First time here? Read this post to get caught up on this month’s truth or dare launch party and why both truthing and daring is so powerful.
Truth or Dare Week 3
DARE: ASK SOMEONE OUT ON A FRIEND DATE
I’ve said this a million times, but making friends is hard. Even if you feel like you have all the friends you could possible need (which I don’t believe for a second), falling back on the same people over and over often limits our growth and general life enjoyment. Which is why this week your dare is to reach out to someone you met, liked, but never saw again. Ask them out. Be the initiator.
Last month I heard a woman speaking English at my local coffee shop. Because of this alone, I aggressively friended her. For over an hour we talked across our tables, exchanging numbers before I left. I have not seen her since.
She was smart, funny and had a lot of the same frustrations with Düsseldorf, but I haven’t made an effort to follow up (which is crazy since I complain so much about how long it takes to build community, yet I do very little to encourage its growth).
Today that changes.
At the risk of coming on too strong, I am not only going to text her as soon as I get back from my holiday break, but I am also clearly writing about her on my blog which is basically like talking about marriage and kids on a first date. But whatever. I’m scared and I’m going to do it anyway.
And so are you, right? Tell me about it in the comments.
TRUTH: WHAT DO YOU GIVE ZERO SHITS ABOUT?
What do you not care about that you think you should? Something you see people working their asses off to accomplish that you just can’t be fucked putting any effort into?
For me, it’s always been my day job.
It’s not like I get complaints about performance, but I’ve also never gotten a proper raise or promotion.
Because I just can’t get myself jazzed about corporate marketing campaigns.
Working in start-ups is like being surrounded by rabid sports fans. My colleagues live and breath their work, often staying in the office until 9 or 10. I’m the one packed up and out the door by 4:59.
I’ve never truly cared about an employer’s long-term growth. If I’m going to force myself to burn out, it’s going to be in support of my dreams, no someone else’s. And even then, it takes a lot to get me to work on anything for hours at a time. I need breaks! Diversity! Time to do nothing!
I used to sit in meetings mentally rolling my eyes while coworkers argued about button color and quarterly KPIs. A voice in my head would chant: “Nobody cares nobody cares nobody cares nobody cares.”
It’s not like I’ve had a slew of horrible jobs. I’ve worked at interesting companies with lovely people and great pay, but 99% of the time I felt like a fraud. I now wonder if any of my coworkers were faking it too.
Other things I don’t really care about:
- World news. When I do read the paper I get so depressed I can’t function. I can never keep up, so I tune it out. I worry this makes me a horrible person.

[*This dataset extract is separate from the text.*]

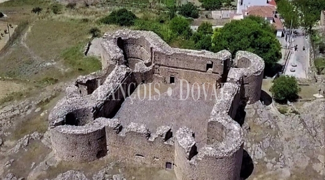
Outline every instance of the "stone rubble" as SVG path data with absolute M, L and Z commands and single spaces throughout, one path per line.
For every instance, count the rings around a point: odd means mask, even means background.
M 40 140 L 43 138 L 43 134 L 38 132 L 34 132 L 31 134 L 25 135 L 24 138 L 18 140 L 16 145 L 10 149 L 8 152 L 9 154 L 17 153 L 21 148 L 25 148 L 28 146 L 31 140 Z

- Fashion. I care about looking nice and love to shop, but fashion rules seem boring and arbitrary so I ignore them and just buy what’s in stores and looks good.
- Language etiquette. Self explanatory.
- Career advancement. Clearly. I really just want to keep doing work that feels good and make progress towards my own goals.
Your turn: What are you currently giving zero shits about? And who’s going to ask a friend on a date this week?